Avant de partir à l’aventure, on peut faire plusieurs trucs. Un : acheter un chapeau à calotte plate, façon Indiana Jones. Deux : prier pour que ça se passe bien. Moi j’ai pas une tête à chapeau, et si je prie j’ai peur de m’endormir. Heureusement, il y a une option numéro trois : écrire.
Il y a deux ans, j’ai ouvert un blog pour raconter ma dernière année de lycée dans le Delaware. Le jour de la remise des diplômes, j’ai posé ma plume. J’avais tout dit. On ne peut pas écrire quand on a tout dit.
Cette année, je vais me balader dans des rues que je n’avais jamais empruntées, avaler des aliments que je n’avais jamais mangés et répéter des mots que je n’avais jamais prononcés.

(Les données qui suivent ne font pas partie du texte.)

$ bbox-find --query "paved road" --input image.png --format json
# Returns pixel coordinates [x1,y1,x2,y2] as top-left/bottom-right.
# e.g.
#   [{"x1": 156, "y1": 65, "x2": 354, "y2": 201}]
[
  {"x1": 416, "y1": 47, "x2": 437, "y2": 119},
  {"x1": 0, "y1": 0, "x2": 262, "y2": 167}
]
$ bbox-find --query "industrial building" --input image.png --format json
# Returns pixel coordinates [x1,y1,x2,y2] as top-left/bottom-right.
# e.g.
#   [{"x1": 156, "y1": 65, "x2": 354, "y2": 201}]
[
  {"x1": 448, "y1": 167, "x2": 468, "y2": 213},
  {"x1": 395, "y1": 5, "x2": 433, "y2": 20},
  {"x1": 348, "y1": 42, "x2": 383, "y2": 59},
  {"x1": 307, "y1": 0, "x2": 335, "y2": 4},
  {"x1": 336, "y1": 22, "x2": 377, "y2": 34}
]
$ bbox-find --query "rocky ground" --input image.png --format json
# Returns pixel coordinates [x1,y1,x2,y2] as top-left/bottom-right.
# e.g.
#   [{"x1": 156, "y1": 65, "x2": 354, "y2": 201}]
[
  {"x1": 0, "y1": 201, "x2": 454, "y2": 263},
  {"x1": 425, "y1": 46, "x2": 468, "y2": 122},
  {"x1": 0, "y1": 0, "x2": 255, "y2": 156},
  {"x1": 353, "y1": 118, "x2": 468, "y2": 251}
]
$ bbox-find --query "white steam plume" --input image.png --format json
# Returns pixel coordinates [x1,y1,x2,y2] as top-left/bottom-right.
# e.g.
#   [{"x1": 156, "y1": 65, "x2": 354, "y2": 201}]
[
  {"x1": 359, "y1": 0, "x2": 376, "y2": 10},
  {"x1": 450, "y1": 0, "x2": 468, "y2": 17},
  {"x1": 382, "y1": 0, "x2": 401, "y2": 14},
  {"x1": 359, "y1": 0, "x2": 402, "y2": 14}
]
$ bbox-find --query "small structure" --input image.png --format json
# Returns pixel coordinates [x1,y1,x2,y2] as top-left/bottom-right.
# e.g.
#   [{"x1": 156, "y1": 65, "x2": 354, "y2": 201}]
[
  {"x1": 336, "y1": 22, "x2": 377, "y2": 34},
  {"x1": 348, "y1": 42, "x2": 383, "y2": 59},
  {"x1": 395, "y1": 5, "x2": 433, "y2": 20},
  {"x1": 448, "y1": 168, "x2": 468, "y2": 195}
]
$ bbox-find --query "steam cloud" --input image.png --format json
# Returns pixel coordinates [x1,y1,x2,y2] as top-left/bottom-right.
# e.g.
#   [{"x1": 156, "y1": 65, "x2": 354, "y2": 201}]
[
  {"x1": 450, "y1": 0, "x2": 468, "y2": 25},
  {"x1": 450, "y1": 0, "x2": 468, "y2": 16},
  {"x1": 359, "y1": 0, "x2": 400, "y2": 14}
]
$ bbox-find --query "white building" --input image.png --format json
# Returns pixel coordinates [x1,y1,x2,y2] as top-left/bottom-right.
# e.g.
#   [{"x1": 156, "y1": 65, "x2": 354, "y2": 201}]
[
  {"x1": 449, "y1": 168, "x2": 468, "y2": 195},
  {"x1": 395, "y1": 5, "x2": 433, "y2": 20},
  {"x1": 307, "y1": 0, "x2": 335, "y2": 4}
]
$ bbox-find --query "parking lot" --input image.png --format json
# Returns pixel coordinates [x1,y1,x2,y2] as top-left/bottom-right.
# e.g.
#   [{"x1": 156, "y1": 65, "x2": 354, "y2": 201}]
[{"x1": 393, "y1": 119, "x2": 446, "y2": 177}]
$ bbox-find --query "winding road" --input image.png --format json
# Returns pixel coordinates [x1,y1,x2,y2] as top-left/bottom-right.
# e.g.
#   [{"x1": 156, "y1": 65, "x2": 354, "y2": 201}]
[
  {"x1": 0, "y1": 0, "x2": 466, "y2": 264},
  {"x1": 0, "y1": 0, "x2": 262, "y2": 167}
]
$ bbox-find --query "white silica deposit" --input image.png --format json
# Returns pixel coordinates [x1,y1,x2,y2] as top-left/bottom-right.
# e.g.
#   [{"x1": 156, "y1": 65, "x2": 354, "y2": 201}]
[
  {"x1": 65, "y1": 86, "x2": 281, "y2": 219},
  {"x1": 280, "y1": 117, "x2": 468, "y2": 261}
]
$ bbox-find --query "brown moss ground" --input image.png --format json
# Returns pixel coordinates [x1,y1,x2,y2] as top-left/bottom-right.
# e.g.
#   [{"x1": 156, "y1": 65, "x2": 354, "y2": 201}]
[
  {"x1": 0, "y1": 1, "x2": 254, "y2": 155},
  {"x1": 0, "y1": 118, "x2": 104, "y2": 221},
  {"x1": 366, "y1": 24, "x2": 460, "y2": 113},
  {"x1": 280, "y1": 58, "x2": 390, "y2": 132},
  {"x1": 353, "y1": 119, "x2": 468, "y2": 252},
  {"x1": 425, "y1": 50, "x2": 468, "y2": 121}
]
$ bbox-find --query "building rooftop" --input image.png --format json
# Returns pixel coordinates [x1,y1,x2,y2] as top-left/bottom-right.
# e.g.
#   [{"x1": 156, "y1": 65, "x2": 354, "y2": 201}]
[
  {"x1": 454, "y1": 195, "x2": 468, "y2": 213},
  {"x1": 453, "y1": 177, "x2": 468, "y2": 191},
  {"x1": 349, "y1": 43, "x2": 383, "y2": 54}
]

Un petit oiseau m’a dit qu’il était temps d’épousseter ma plume.
Bref. N’ayant pas une tête à chapeau, je ressors mon blog du tiroir et j’époussette ma plume.
Tu es sur le blog de Puce. ようこそ !
Panique pas. Ça veut dire bienvenue.
-1 –
VIVRE, TOUT DE SUITE
Pinky Swear – Vendredi 12 août
Je suis dans les nuages.
Sous mes pieds, c’est l’océan Pacifique. Au-dessus de ma tête, l’espace. Certains diraient qu’ils se sentent minuscules, moi je me sens énorme. J’ai trop mangé avant de partir.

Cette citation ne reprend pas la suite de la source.